A 30-year-old nurse who declined to give her name as she feared of being targeted if identified said medical workers like her are working hard at the front lines of the anti-virus fight under huge pressure. So such discrimination is discouraging and demoralizing.

Another nurse asked by some mothers to leave a Tokyo park where her children were playing. Some others were unwelcome at restaurants and rejected by taxi drivers. Several kindergartens refused to receive children of doctors and nurses.

A veteran nurse in the northern island of Hokkaido said the mother of one of her coworkers was suspended from work. The husband of another was told at a job interview he wouldn’t be hired because of his wife’s job.

Even those indirectly associated with the illness such as people working at grocery stores, delivering parcels and carrying out other essential jobs also are facing discrimination.

Experts say the prejudice against those people stems from deeply rooted views about purity and cleanliness in a culture that rejects anything deemed to be alien, unclean or troublesome. It is a legacy of feudal times, when some Japanese engaged in professions such as leather tanning and butchering were deemed unclean. Their descendants still faced discrimination.
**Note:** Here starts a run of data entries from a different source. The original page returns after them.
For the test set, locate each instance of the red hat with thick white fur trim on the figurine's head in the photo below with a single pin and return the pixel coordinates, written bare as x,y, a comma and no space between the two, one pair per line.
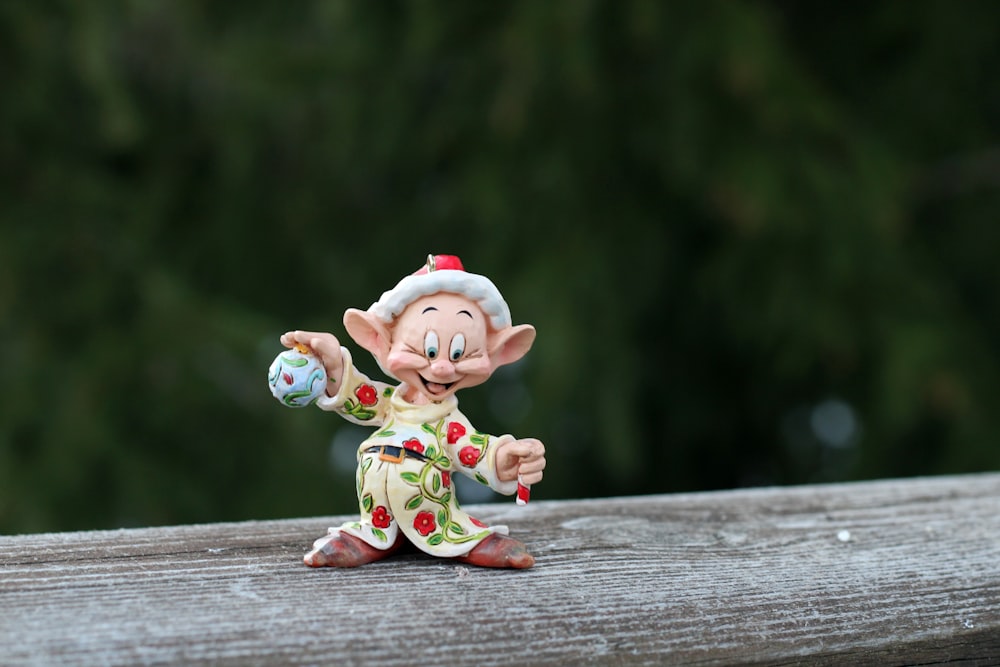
444,273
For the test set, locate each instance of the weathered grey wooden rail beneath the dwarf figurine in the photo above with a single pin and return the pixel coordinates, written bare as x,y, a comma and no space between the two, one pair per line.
889,572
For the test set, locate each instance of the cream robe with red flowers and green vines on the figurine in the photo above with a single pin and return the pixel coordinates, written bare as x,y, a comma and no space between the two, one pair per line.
415,496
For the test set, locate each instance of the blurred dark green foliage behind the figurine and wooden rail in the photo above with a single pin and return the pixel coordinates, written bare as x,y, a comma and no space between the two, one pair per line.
758,239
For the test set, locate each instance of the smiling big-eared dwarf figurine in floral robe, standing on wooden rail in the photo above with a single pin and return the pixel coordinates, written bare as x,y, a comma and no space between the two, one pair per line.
439,330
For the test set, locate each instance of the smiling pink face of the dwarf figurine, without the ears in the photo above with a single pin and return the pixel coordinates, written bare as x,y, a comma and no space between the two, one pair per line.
439,345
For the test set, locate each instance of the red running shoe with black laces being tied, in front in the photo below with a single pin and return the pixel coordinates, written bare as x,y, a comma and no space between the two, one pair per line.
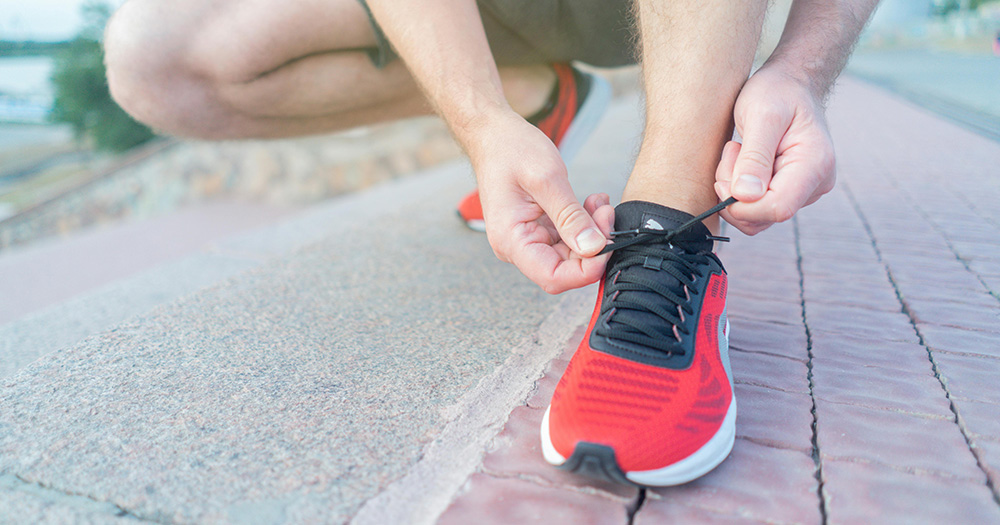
648,397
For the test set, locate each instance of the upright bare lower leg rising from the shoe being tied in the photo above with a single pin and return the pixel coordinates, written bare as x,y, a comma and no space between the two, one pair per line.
696,56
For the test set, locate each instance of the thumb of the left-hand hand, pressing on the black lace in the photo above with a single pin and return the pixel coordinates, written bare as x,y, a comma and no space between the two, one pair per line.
575,226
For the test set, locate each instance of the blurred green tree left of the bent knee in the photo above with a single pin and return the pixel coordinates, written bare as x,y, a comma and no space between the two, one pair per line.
82,98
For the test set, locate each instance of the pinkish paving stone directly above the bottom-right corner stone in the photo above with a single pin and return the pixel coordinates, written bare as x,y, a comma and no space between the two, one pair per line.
891,438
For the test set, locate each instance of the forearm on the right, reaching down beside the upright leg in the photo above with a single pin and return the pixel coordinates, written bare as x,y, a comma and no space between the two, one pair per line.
818,38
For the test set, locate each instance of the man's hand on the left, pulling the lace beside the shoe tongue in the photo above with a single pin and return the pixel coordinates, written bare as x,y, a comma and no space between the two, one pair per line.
533,219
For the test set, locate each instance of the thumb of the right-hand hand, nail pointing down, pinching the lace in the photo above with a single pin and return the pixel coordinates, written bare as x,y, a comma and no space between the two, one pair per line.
755,163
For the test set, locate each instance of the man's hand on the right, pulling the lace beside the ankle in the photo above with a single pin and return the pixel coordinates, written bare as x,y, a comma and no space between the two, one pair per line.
786,160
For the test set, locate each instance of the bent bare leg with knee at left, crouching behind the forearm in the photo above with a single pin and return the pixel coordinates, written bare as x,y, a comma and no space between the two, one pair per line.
234,69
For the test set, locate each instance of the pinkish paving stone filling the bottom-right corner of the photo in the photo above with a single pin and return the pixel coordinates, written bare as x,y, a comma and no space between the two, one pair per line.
867,493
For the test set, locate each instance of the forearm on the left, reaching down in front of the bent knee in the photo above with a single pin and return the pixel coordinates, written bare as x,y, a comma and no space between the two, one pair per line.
444,46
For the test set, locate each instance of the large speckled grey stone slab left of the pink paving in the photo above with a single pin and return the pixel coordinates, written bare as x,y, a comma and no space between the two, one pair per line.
295,371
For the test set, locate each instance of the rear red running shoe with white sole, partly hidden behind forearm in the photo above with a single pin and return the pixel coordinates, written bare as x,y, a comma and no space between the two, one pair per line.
576,105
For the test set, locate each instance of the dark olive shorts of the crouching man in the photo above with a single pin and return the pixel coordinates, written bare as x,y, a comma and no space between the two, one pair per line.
597,32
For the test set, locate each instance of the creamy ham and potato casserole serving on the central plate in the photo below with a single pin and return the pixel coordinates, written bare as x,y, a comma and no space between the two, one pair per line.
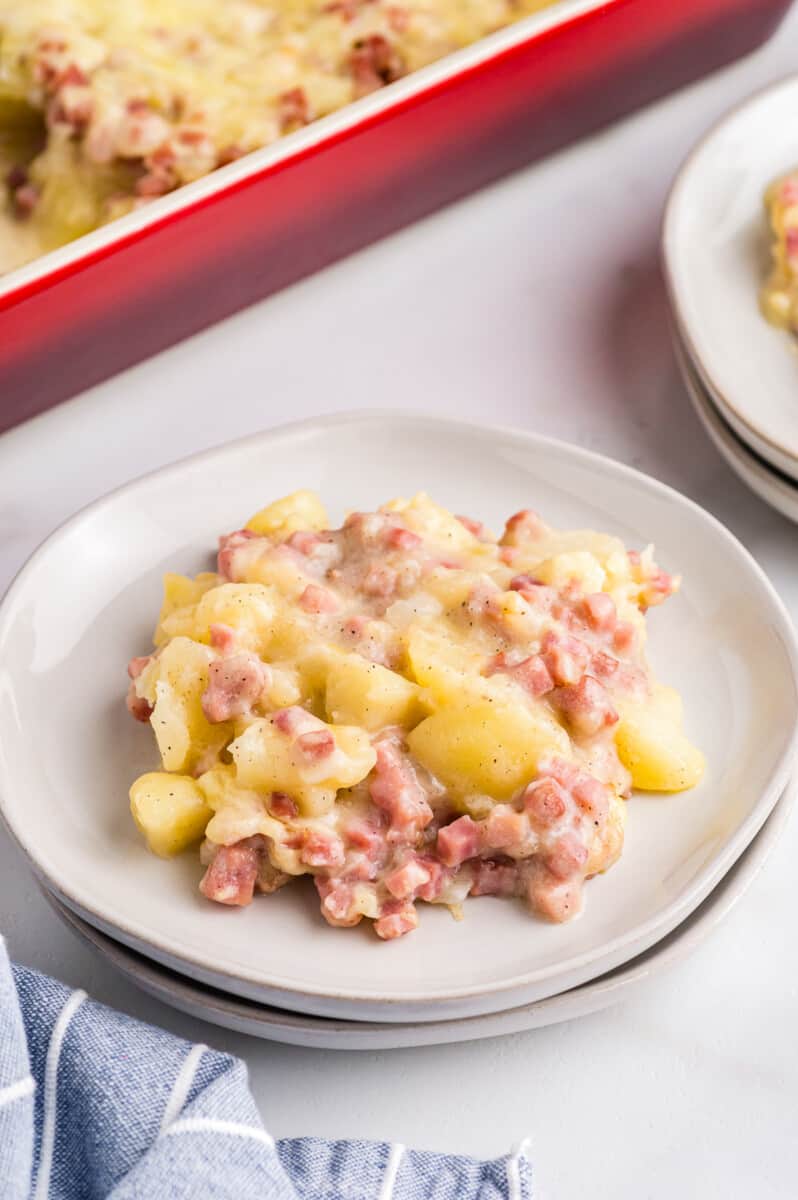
406,709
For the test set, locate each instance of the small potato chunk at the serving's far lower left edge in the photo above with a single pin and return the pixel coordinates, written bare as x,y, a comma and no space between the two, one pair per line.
170,811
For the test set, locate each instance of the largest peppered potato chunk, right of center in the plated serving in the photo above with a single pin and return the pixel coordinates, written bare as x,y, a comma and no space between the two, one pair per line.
483,747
People suffering from ailments such as Hansen’s disease, or leprosy, were likewise forced to live in isolation decades after a cure was found.

To deal with this situation, the Japanese government has launched a campaign to raise public awareness of the coronavirus and ease harassment and stigma against COVID-19 patients, medical workers, and others concerned.

The Japanese Health Ministry issued a directive asking nursing homes to receive children of medical workers.

Some places in Japan have begun following the examples set in Europe and elsewhere of praising medical workers and others in essential jobs, while a number of agencies have started collecting donations and other support for hospitals.

As of 7 am on May 14, Japan recorded 15,968 coronavirus infections, including 657 deaths.